彼时营洲城尚未能从晋王叛乱的阴霾下完全走出来,她父亲初至营洲任刺史之职不久,四下还不比如今这般相对太平。
她母亲刚至营洲水土不服,患病难愈,她带了侍女往昭明寺求了平安符,回城路上,竟遇到了悍匪拦路——
彼时诸多情形,实在叫人阴影难除——尤其是对于那伙匪贼而言。
先从绑人时说起,旁的小娘子怕是要吓得昏厥过去,可他们绑的小娘子,却是指着他们的驴车忿忿道:‘岂有此理,你们竟拿如此脏破的驴车来绑我?!’

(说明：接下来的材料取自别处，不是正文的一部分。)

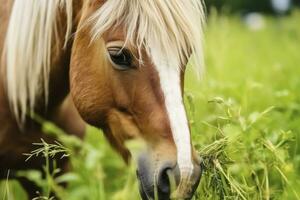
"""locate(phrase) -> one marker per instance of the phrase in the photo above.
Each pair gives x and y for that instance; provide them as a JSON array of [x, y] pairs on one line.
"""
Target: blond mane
[[172, 27]]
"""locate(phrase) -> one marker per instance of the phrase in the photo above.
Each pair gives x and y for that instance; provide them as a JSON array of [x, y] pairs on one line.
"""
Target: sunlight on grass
[[244, 117]]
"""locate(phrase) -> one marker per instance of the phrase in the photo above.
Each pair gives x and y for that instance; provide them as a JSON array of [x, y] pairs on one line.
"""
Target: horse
[[114, 64]]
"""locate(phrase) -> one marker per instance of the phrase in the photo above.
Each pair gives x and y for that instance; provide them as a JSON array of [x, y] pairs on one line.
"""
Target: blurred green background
[[244, 114]]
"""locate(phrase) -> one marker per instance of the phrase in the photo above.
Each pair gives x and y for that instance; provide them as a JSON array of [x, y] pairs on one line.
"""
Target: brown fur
[[125, 105]]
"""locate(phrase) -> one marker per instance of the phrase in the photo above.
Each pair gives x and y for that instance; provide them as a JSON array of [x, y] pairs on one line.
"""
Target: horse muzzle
[[161, 184]]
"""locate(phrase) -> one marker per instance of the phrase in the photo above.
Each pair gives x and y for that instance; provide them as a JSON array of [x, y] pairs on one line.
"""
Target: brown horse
[[116, 64]]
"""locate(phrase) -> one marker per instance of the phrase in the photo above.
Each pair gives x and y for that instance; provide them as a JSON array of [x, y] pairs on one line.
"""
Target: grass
[[244, 114]]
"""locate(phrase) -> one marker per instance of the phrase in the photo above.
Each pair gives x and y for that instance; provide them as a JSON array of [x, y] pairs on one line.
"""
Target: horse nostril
[[163, 182]]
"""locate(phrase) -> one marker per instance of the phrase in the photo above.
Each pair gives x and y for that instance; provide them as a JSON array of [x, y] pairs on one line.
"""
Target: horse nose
[[163, 181], [169, 177]]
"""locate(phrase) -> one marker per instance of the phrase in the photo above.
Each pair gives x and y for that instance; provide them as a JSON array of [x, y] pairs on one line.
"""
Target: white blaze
[[170, 84]]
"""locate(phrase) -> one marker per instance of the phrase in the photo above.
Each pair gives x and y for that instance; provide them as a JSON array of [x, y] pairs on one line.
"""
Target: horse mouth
[[147, 191]]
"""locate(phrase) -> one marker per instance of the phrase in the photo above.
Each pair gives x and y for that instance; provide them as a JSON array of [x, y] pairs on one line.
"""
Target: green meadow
[[244, 114]]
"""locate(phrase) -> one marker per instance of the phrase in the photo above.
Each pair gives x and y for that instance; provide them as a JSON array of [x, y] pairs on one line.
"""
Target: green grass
[[245, 118]]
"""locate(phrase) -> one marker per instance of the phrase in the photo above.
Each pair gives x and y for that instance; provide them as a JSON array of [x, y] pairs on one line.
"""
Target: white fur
[[175, 25], [169, 76], [27, 51]]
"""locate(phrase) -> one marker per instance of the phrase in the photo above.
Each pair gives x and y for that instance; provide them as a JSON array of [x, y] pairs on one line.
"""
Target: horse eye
[[121, 58]]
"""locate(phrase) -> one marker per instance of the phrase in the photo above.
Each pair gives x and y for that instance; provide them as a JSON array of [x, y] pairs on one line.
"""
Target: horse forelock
[[173, 27]]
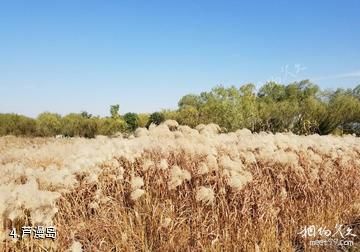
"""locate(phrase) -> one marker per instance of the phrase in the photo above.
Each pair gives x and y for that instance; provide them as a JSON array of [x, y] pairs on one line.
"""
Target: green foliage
[[18, 125], [132, 121], [156, 118], [300, 107], [48, 124], [143, 119], [114, 111], [109, 126], [78, 125]]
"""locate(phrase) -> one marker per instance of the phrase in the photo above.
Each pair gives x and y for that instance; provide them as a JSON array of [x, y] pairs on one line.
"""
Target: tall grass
[[181, 190]]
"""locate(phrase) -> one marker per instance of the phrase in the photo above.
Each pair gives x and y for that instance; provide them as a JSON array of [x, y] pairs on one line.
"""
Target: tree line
[[300, 107]]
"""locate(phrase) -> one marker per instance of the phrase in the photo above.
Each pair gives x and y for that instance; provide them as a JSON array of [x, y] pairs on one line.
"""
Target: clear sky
[[68, 56]]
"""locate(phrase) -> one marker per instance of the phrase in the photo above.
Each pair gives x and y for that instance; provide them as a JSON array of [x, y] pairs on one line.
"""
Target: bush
[[156, 118], [77, 125], [48, 124], [18, 125], [132, 121], [109, 126]]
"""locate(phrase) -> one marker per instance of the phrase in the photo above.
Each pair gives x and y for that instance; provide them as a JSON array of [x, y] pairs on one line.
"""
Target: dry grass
[[200, 192]]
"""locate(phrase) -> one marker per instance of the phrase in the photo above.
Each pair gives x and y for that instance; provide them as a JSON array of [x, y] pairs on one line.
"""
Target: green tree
[[48, 124], [156, 118], [114, 111], [132, 121]]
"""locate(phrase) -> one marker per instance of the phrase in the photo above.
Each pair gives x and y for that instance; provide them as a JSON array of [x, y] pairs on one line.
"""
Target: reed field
[[175, 188]]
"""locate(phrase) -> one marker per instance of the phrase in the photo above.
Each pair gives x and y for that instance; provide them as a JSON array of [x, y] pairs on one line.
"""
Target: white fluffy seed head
[[178, 176], [76, 247], [238, 181], [205, 195], [135, 195], [136, 183]]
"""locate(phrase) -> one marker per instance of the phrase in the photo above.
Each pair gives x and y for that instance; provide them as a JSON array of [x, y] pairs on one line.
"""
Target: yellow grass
[[179, 190]]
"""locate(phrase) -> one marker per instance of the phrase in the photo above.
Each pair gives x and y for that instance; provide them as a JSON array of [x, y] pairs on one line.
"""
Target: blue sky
[[68, 56]]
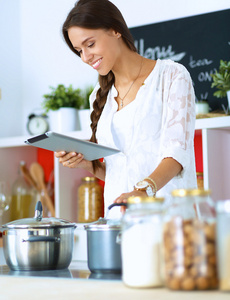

——合着绑她还要备下华贵车辇,焚香沐浴,三拜九叩?!
顾不得那么多,强行将人塞进车内,先带回了寨中再说!
然而回到寨中将人关起来之后,却是另一番鸡飞狗跳。
歇息时,说被褥太硬还有男人脚臭,要换新的软的!
端水时,说要喝山泉水!
送饭时,碗碟被她摔得稀碎,说是拿猪食来糊弄她!
寨中大当家的好几次都忍无可忍地抡起手想揍人,最终却只能抓狂地揪着自己的头发,薅下好些。
二当家抓起一把刀来,在空中比划了半晌,到底是转身去了厨房愤而切菜。
没法子,还得要人毫发无损,才好向新任刺史讨要赎金的!
于是,那几日寨中上下为了给她捯饬吃食,甚至还特意想方设法又绑了位厨子回来!
这哪里是绑人,分明是请了个祖宗!
其间等待刺史府回信时,寨中上下堪称度日如年。
当日,当萧将军部下前来突袭剿匪时,有一瞬间,他们甚至生出了一丝自苦海中解脱之感……
当然,事情在裴无双口中断非如此——
“我彼时受尽折磨,终日处于恐惧黑暗当中,是他及时出现救了我……那时,我便已经认定他了。这份救命恩情,我是一定要报的。”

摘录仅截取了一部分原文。